Note: This will show up connections in all-state.

We can see the number of connections modifying the above command as

netstat -antpl| grep 8080 | wc -l

For this example, the number is quite low but if we see it going above 28k it is likely that we are getting a port exhaustion issue.

Now let's look at all are the possible solutions:

Connection Pool

So the number of connections that your process is creating is dependent on how many connections you have configured in your application to create.

So on careful analysis, we can use the response time and the number of ports that we can use (i.e. 28k) to identify what is the maximum number of threads we can configure.

For example, if your outbound connection response time is around 200ms, you can, at most, have 93 threads. Based on the calculation, one thread will use 5 ports in a second, in 60 seconds around 300 socket ports, and 28k/300 would be around 93 threads.

So if your application can sustain with this thread calculation you can use this number and Yay! Problem Solved.

Additional hosts to serve request

Having a number for the threads from the above calculation, some more hosts could be added so as to sustain the load. But that could incur more cost and also if your application is not so CPU intensive you will end up wasting CPU and memory capacity of the host as you are probably not using each hosts to its fullest.

TCP Kernel Parameters

Now let’s discuss how can it be solved by changing some Kernel parameters that affect TCP connections. These options discussed below are used by the Kernel to create/maintain TCP connections.

First, let’s look at the port range in the Port Range Exhaustion Problem.

We already saw that the default number of ports is quite low at around 28k, so we can try and increase that to max of 64k, as kernel only reserves 1024 ports for select services, the rest can be made use of.

echo 1024 65535 > /proc/sys/net/ipv4/ip_local_port_range

Though this doesn’t serve as a fool-proof solution it just increased the limit from 28k to 64k but it will nonetheless provide us with some breathing space.

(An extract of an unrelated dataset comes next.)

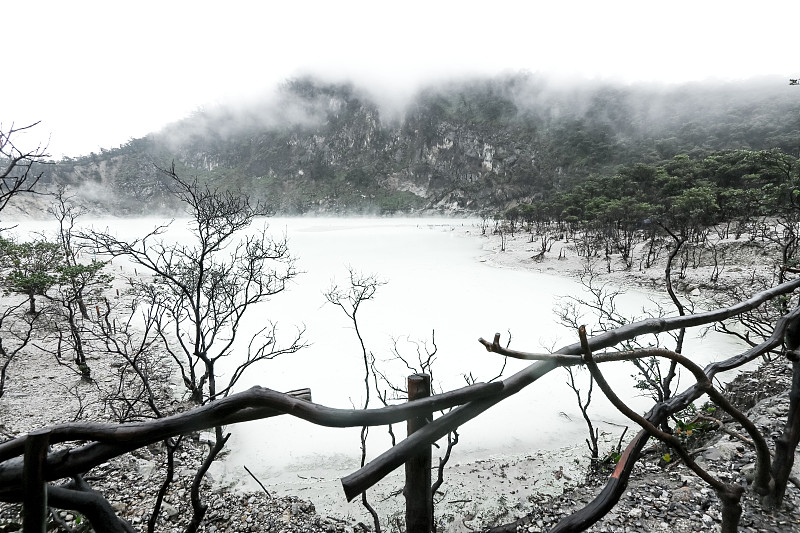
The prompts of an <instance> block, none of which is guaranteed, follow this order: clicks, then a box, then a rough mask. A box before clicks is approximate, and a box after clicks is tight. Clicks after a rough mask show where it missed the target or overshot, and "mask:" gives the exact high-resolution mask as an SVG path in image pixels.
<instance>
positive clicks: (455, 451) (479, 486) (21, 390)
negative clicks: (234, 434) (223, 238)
mask: <svg viewBox="0 0 800 533" xmlns="http://www.w3.org/2000/svg"><path fill="white" fill-rule="evenodd" d="M467 233H468V236H469V237H470V238H479V239H482V241H483V248H484V250H485V254H484V255H483V256H482V257H481V258H480V260H481V261H483V262H485V263H487V264H490V265H492V266H497V267H502V268H514V269H523V270H530V271H534V272H541V273H546V274H552V275H558V276H569V277H573V278H577V277H579V276H580V275H581V274H582V273H583V272H584V270H585V267H586V265H587V262H586V259H585V258H582V257H580V256H579V255H578V254H577V253H575V251H574V249H573V248H572V245H571V243H568V242H564V241H558V242H555V243H553V245H552V248H551V249H550V250H549V251H548V252H546V253H545V254H544V257H542V258H539V259H535V258H534V256H535V255H536V254H537V253H538V252H539V249H540V248H539V247H540V245H539V243H538V242H531V240H530V236H529V235H528V234H525V233H517V234H516V235H514V236H510V235H509V236H507V237H506V240H505V248H506V249H505V251H500V238H499V237H498V236H496V235H494V236H482V235H480V231H479V229H478V228H476V227H472V228H469V230H468V232H467ZM734 248H737V249H739V250H740V252H739V253H737V254H736V255H735V256H734V255H733V254H732V255H731V256H730V259H729V263H730V266H727V270H726V271H725V272H724V275H726V276H729V277H730V278H731V279H736V278H737V277H739V276H742V277H744V276H745V274H746V273H747V272H748V271H749V270H751V269H753V268H763V269H767V268H768V265H765V264H764V263H763V258H760V257H759V255H758V253H757V252H756V251H752V252H751V250H750V249H748V248H747V247H744V246H738V245H736V246H734ZM665 255H666V254H665V253H664V254H662V259H663V256H665ZM609 264H610V266H611V272H610V273H609V272H607V266H608V265H609ZM599 266H600V270H601V279H602V280H604V281H609V282H611V283H613V284H614V285H616V286H619V287H625V286H627V285H631V284H633V285H636V286H638V287H644V288H648V289H652V290H656V289H658V288H659V287H660V286H661V285H662V284H663V281H662V280H663V268H664V266H663V261H662V262H659V263H658V264H656V265H655V266H653V267H651V268H650V269H640V268H638V265H637V266H634V268H633V269H631V270H625V269H624V268H623V265H622V264H621V260H620V259H619V258H618V257H613V258H611V261H610V262H609V263H607V262H606V261H605V260H604V259H602V258H601V259H599ZM709 272H710V267H709V266H708V265H706V266H701V267H699V268H697V269H693V270H690V271H689V273H688V274H689V275H688V276H687V279H686V280H685V281H684V282H683V283H682V288H683V289H684V291H685V292H686V293H689V294H691V293H695V294H697V291H700V290H705V287H706V286H707V283H706V281H705V280H707V279H708V277H709ZM50 366H52V368H50ZM90 366H93V368H95V367H98V368H99V366H100V365H99V364H98V365H93V364H92V363H91V362H90ZM57 375H63V369H62V368H59V367H57V365H55V364H54V363H53V362H52V361H49V360H48V361H46V362H45V365H44V366H42V367H38V368H35V369H27V370H24V371H22V370H21V369H19V368H17V369H14V372H12V373H11V374H10V376H11V377H10V379H11V380H12V381H11V382H16V383H15V384H17V385H18V384H19V383H20V382H22V383H23V385H22V386H15V387H14V388H13V389H12V390H11V392H10V393H8V394H7V395H6V396H5V397H4V398H3V399H2V400H1V401H0V421H2V423H3V424H7V427H8V428H9V429H13V430H14V431H16V432H20V431H29V430H31V429H33V428H36V427H41V426H42V425H49V424H53V423H56V422H61V421H64V420H68V419H69V418H70V417H71V416H72V414H73V413H74V405H72V404H73V403H74V402H72V401H65V402H61V403H60V405H58V406H56V407H54V408H53V407H47V408H45V407H44V404H43V403H42V404H41V405H40V403H39V402H36V401H33V402H32V401H31V398H32V397H33V398H37V399H40V400H42V402H44V400H45V399H46V397H47V396H48V395H50V394H53V395H56V394H61V395H63V394H64V392H65V391H64V390H61V388H63V387H62V386H60V385H58V384H57V383H56V381H58V380H57V379H56V376H57ZM97 377H101V376H99V375H98V376H97ZM76 384H77V385H78V386H80V384H79V383H77V378H76ZM59 387H61V388H59ZM47 391H50V392H47ZM617 438H618V437H617V436H613V435H610V434H609V435H607V436H606V440H605V442H604V443H603V445H602V447H601V449H602V450H603V451H607V450H608V449H610V448H611V447H612V446H613V445H614V444H616V439H617ZM586 456H587V450H586V446H585V444H583V443H576V444H575V445H573V446H570V447H566V448H563V449H561V450H556V451H543V452H537V451H536V450H519V453H511V454H509V455H488V456H486V457H484V458H482V459H475V458H474V457H469V458H466V459H464V460H461V459H459V458H458V449H457V448H456V451H455V457H454V459H453V460H452V461H451V464H449V465H448V468H447V470H446V477H445V484H444V485H443V486H442V489H441V491H442V494H440V495H439V496H438V497H437V507H436V515H437V520H438V521H439V522H440V523H441V525H442V526H445V527H443V528H442V530H446V531H453V532H460V531H469V530H471V528H472V527H473V524H475V525H476V526H477V525H478V524H484V525H485V524H487V523H493V522H497V521H500V522H506V521H511V520H513V519H514V518H516V517H517V516H521V515H523V514H525V513H526V512H527V510H528V509H529V508H530V506H531V501H530V500H531V499H532V497H533V495H535V494H553V493H559V492H561V491H562V490H563V488H564V487H565V486H566V485H570V484H573V485H574V484H576V483H578V482H580V481H581V479H582V476H583V475H584V472H585V465H586V463H587V459H586ZM435 457H436V454H434V461H436V459H435ZM353 466H357V465H352V464H347V461H343V464H336V465H326V467H325V468H319V469H315V470H313V471H297V472H294V476H295V477H294V479H292V478H287V477H283V478H281V477H278V478H275V479H269V480H267V479H264V480H261V481H262V482H264V483H265V485H267V488H268V489H270V490H271V491H274V492H277V493H280V494H294V495H297V496H299V497H301V498H304V499H308V500H310V501H312V502H313V503H314V504H315V506H316V508H317V510H318V512H320V513H321V514H330V515H331V516H335V517H339V518H342V519H347V520H350V519H352V520H355V521H361V522H364V523H370V519H369V516H368V514H367V513H366V511H365V510H364V509H363V508H362V507H361V505H360V504H359V503H358V502H353V503H347V502H345V501H344V495H343V491H342V489H341V484H340V481H339V478H340V477H341V476H342V475H344V474H346V473H349V472H352V470H353V469H354V468H353ZM400 476H401V473H396V474H394V475H392V476H390V477H389V478H388V479H387V480H385V481H384V482H382V483H381V484H380V485H379V486H378V487H377V488H376V489H374V490H372V491H371V492H370V500H371V501H372V502H377V503H376V506H377V507H378V508H379V514H381V515H382V516H386V517H391V516H393V515H396V514H397V513H402V509H403V497H402V496H401V495H398V494H397V491H398V490H400V489H401V488H402V479H401V477H400ZM239 481H240V482H239V483H236V485H237V486H239V487H240V488H243V487H246V488H249V489H257V485H256V484H255V482H254V481H252V480H250V479H247V478H243V479H240V480H239Z"/></svg>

Does this mean I can only get about 64k concurrent connections from a single client machine? The answer is NO.

In this scenario, both client process are connecting to 2 different server/proxies so we should be able to create a max of 120k connections.

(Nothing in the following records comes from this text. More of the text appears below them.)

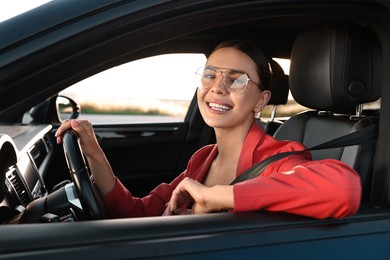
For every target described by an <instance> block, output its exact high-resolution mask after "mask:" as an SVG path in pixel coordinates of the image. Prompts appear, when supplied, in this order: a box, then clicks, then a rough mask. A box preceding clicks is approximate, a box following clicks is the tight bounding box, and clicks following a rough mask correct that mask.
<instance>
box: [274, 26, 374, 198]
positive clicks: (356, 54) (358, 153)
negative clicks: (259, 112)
mask: <svg viewBox="0 0 390 260" xmlns="http://www.w3.org/2000/svg"><path fill="white" fill-rule="evenodd" d="M380 75H381V69H380V56H379V45H378V43H377V42H376V40H375V39H373V37H372V36H371V35H369V34H368V33H367V32H366V31H365V30H364V29H362V28H360V27H359V26H357V25H352V24H336V25H329V26H323V27H319V28H314V29H310V30H307V31H304V32H302V33H301V34H300V35H299V36H298V37H297V40H296V42H295V43H294V47H293V50H292V55H291V68H290V89H291V92H292V94H293V96H294V98H295V99H296V101H297V102H298V103H300V104H301V105H303V106H305V107H308V108H311V109H312V110H311V111H307V112H304V113H300V114H299V115H296V116H293V117H291V118H290V119H288V120H287V121H286V122H284V124H283V125H282V126H280V128H278V129H277V131H276V133H275V134H274V136H275V137H276V138H277V139H281V140H296V141H299V142H302V143H303V144H305V145H306V146H307V147H312V146H314V145H317V144H319V143H321V142H325V141H328V140H332V139H334V138H336V137H340V136H343V135H346V134H348V133H351V132H355V131H359V130H360V129H363V128H366V127H368V126H371V125H375V124H377V123H378V120H379V118H378V116H372V115H365V114H364V111H363V104H364V103H368V102H372V101H375V100H377V99H378V98H379V97H380V81H379V80H380ZM311 153H312V157H313V159H315V160H321V159H324V158H333V159H337V160H341V161H343V162H345V163H347V164H348V165H350V166H351V167H353V168H354V169H355V170H356V171H357V172H358V173H359V174H360V177H361V181H362V186H363V197H364V198H365V199H367V196H368V193H369V192H370V190H369V185H368V183H369V181H368V179H370V172H372V166H373V159H374V154H375V144H374V143H362V144H360V145H356V146H352V147H339V148H334V149H325V150H318V151H312V152H311Z"/></svg>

To understand how we can get 120k connections, we need to see the 4 tuple (client IP, client Port, server IP, server Port) that forms the connections, if any of them change we have new connections. Now how this works is the same port being used by two client processes? This is resolved using file descriptors, every connection basically creates a file descriptor, and the number that limits no. of connections will be the max file descriptor configured.

Second, let’s look at if we can reduce the TIME_WAIT time

As we saw earlier, the connection once it is complete, stays in time_wait for the delayed packets for 60s by default. If we can somehow reduce this, that could solve a few problems for us.

For e.g.: If we have a p99 of below 10ms it doesn’t make sense to wait for the packets to get delivered for 60s. So, in such case I would consider reducing this.

echo 15 > /proc/sys/net/ipv4/tcp_fin_timeout
or 
--> vim /etc/sysctl.conf
--> add the following line at the end of the file
net.ipv4.tcp_fin_timeout = 15
--> Reload the sysctl.conf 
sysctl -p

With a command similar to above the port will wait only for 15s in the TIME_WAIT state.

Again this might not be a fool-proof solution but it will surely give us more room and scalability that can be achieved from each host.

Third, let’s look at if we can reuse the ports in TIME_WAIT state

Another simple solution is to enable a Linux TCP option called tcp_tw_reuse. This option enables the Linux kernel to reclaim a connection slot which is in TIME_WAIT state and reassign it to a new connection.

echo 15 > /proc/sys/net/ipv4/tcp_tw_reuse
or 
--> vim /etc/sysctl.conf
--> add the following line at the end of the file
net.ipv4.tcp_tw_reuse = 1
--> Reload the sysctl.conf 
sysctl -p

Other solution

We can have other solutions where we can make the server run on say 2 different ports wherein we can make double the number of connections.

Conclusion

Lastly, there is no single solution for such a problem but a combination of them that can let us achieve the kind of scale we want to.